SC That rarely happens to me thankfully. If someone chooses to work with me it’s usually because they like the worlds I create, so we are already half way there. The only time it has happened is when moneymen, they are usually men, don’t understand the vision, lack any kind of aesthetic or cultural understanding and are totally visually illiterate. It doesn’t happen very often but when it does… a deep breath and a lot of explaining, trying all the while not to be patronising, is the order of the day. Painful!
GB You set up the Museum of British Folklore. Are these artefacts more interesting to you than anything in the contemporary art world?
SC The museum world and the contemporary art world are two very different things. One deals with the impulsive, intuitive experiences of groups of human beings and the other deals with the rarified and usually intensively meditated-on work of a single individual. Very different things. For me the museum is so important, so broad and so revolutionary in terms of current museum practice that there’s not an hour passes that I’m not thinking of it. Setting up a national museum for the UK is such an insane project after all. But, folklore has been so long overlooked, misunderstood and marginalised, that I almost feel like a lone voice desperate to bring all our wonderfully rich folkloric culture to the fore. But I’m far from being alone. It runs through our lives in ways people don’t recognise, from street slang to urban myths. We construct ritual and give it meaning everyday in response to fundamental human desires. We have constructed wayside shrines ever since the first traveller was killed on a road and we still do it when a bicycle is painted white and chained to the railings close to where a cyclist was killed. The Museum of British Folklore will reflect what it means to be human in the 21st century and will draw on the customs and traditions of the UK to show the world the things we hold dear and how they resonate in the wider community and the commonality we all have as human beings.
GB You take very local stories and use them to influence shows with global appeal – such as your recent work with Gareth Pugh. Do you think the references get lost in translation – or is that part of the beauty of it for you – the creation of something fresh and mysterious from this obscure beginning?
SC I was delighted when Gareth said that he was using British Folk customs as a source of inspiration. I don’t think it particularly matters that not everyone will understand the references. A new audience has heard that there is relevance to folklore that they may never have thought about before. I love the fact that the Minehead Hobby Horse and Mummers tatter jackets have been reinterpreted. It won’t affect those particular events in any way I imagine but it may bring a handful of people to explore them in some way and learn more about them.
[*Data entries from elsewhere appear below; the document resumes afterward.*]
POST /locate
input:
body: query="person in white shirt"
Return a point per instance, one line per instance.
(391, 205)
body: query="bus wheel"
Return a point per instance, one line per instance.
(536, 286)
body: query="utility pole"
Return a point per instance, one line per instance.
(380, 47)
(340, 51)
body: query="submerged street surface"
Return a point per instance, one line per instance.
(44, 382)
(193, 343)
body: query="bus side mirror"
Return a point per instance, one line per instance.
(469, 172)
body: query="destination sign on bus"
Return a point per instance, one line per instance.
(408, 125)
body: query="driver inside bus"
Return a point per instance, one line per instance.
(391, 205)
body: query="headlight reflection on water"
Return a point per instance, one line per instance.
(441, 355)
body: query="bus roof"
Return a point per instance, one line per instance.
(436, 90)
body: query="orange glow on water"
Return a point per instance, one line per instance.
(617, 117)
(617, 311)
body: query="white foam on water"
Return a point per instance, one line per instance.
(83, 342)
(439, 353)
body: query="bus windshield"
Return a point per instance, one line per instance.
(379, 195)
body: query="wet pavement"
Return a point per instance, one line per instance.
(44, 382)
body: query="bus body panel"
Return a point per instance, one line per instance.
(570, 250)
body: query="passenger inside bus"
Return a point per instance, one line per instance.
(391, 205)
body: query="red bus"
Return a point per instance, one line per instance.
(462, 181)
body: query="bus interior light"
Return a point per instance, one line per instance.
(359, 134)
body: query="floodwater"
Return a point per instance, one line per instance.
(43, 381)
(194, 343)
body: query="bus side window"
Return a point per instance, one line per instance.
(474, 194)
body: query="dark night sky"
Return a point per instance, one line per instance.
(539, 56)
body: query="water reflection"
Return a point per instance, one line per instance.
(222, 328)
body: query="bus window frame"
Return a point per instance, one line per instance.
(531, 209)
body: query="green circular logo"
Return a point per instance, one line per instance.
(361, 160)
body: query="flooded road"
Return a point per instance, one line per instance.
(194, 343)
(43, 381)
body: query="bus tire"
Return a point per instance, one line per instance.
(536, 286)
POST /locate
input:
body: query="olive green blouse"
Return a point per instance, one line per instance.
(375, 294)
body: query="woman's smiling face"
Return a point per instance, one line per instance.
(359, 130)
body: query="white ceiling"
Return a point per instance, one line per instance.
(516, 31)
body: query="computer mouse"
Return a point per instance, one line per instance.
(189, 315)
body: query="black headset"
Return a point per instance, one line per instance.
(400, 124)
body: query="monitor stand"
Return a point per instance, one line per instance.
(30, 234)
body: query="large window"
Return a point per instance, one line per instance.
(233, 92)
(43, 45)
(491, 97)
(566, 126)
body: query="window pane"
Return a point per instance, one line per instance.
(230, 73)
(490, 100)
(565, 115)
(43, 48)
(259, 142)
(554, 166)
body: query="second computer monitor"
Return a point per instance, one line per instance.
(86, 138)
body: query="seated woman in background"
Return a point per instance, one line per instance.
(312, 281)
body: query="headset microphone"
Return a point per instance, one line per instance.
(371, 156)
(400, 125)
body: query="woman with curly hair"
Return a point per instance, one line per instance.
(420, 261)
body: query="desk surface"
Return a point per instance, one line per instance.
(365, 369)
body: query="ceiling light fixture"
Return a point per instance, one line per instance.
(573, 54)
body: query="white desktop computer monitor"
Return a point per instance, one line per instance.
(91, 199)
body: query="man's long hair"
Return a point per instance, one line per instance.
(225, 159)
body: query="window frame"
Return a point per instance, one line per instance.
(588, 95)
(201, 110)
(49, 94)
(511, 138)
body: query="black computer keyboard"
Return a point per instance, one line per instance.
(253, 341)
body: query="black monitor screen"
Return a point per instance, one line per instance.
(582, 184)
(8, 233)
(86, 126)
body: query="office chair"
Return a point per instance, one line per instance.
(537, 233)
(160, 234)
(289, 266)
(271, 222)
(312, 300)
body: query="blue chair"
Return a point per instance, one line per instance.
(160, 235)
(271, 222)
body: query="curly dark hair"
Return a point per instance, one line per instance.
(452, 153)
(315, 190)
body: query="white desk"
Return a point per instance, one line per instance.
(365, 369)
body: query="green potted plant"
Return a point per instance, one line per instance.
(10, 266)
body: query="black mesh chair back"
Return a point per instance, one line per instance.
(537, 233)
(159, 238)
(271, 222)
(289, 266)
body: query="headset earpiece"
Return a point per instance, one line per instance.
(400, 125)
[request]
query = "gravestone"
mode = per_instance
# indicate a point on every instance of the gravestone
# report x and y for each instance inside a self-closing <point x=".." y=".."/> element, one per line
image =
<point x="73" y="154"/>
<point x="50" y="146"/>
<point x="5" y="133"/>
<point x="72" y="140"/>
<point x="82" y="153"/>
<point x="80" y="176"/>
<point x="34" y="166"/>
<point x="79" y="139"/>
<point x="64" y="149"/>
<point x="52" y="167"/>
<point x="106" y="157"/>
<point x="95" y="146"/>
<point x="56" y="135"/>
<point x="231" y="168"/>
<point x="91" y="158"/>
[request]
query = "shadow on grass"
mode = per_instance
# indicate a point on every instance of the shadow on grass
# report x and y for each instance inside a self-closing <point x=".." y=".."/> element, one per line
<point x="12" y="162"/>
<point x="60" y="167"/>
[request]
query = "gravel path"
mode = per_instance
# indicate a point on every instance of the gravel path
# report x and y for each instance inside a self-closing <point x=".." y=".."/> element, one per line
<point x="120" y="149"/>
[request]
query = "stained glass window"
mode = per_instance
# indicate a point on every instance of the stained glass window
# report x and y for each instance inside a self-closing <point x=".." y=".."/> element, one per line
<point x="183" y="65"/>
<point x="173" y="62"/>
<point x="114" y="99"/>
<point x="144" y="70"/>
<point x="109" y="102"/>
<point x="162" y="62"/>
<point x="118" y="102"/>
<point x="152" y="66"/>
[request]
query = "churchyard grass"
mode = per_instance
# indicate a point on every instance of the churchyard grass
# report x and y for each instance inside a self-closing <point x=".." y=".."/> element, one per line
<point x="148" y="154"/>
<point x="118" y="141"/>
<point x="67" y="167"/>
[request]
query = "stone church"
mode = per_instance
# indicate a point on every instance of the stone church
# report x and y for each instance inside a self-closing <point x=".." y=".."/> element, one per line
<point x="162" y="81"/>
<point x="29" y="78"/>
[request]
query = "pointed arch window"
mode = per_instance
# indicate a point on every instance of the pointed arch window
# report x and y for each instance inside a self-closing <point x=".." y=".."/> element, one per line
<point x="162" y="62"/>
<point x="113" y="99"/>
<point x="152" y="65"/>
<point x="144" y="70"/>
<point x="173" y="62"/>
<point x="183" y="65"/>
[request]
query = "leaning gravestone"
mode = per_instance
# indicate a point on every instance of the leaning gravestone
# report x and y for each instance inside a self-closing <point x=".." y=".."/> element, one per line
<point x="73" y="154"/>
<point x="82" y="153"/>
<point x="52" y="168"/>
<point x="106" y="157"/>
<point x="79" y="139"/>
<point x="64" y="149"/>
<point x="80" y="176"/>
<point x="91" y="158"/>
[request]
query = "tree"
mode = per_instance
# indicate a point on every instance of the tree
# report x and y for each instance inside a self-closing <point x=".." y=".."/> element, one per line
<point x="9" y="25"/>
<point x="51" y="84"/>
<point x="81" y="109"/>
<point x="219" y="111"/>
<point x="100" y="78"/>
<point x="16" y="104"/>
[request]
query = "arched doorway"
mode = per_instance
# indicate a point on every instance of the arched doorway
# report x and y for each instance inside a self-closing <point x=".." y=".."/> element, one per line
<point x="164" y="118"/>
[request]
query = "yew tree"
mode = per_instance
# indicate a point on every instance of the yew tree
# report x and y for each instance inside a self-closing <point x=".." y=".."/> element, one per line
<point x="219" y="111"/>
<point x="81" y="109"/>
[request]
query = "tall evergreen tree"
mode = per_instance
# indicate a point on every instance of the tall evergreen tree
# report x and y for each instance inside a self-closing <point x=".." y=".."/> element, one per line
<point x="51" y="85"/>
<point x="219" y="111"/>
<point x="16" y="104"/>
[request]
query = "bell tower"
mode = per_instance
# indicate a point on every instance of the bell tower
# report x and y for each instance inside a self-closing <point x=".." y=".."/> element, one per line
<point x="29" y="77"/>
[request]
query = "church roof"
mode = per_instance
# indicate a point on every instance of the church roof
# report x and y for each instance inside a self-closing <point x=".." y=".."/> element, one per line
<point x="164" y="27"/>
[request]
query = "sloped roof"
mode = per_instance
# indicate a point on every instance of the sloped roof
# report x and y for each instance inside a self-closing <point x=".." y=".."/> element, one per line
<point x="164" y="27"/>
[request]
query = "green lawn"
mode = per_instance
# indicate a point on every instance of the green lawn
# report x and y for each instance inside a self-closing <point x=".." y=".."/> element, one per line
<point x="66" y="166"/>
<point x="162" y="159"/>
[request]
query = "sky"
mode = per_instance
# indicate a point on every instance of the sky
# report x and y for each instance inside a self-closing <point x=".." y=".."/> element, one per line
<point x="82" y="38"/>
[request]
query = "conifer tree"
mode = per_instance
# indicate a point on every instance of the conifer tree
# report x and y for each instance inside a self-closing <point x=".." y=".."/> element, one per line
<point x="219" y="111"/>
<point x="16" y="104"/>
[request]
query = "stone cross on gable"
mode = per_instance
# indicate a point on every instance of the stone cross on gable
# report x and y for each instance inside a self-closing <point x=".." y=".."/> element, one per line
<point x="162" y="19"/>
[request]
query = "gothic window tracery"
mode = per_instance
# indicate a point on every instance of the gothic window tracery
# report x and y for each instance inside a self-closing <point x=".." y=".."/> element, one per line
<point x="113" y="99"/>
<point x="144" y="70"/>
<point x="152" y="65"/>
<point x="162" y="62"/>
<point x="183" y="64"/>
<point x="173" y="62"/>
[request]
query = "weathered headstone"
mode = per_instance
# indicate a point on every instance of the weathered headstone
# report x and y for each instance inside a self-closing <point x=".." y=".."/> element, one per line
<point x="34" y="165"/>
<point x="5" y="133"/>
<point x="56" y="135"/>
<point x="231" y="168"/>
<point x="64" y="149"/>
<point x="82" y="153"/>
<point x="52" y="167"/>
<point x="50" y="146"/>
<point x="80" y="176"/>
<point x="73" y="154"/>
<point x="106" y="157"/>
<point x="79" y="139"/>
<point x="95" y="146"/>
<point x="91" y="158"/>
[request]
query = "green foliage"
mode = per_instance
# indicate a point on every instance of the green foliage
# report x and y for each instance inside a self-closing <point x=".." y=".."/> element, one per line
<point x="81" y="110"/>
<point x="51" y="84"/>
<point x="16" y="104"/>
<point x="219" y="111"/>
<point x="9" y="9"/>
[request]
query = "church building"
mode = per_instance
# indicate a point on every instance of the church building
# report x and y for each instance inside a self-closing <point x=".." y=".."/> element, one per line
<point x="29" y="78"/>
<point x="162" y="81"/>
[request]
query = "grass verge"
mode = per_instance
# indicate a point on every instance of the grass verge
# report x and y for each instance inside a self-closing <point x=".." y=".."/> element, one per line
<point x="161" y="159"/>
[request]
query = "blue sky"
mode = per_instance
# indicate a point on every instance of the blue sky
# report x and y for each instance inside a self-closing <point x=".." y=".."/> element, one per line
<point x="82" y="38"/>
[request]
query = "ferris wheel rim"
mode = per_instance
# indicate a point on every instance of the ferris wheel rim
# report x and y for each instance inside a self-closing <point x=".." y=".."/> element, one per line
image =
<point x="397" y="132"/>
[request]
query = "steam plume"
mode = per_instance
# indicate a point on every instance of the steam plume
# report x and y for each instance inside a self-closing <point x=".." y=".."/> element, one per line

Of course if we had a museum of folklore people could visit it and learn so much more.
GB What makes something worthy of the word Beauty to you?
SC Beauty can literally take the breath away. I think the experience of beauty is always intensely personal. Many years ago I was in Rome and got up early to go for a walk. I turned a corner and there was a small square. A fountain played in the centre, lazy birds strutted around and the light was so beautiful. I stood there and tears streamed down my face and I was shocked at myself. Where the hell did that come from? That’s what beauty can do, take you by surprise and fill you with a vision of life that floods you with happiness so intense it’s almost too hard to bear.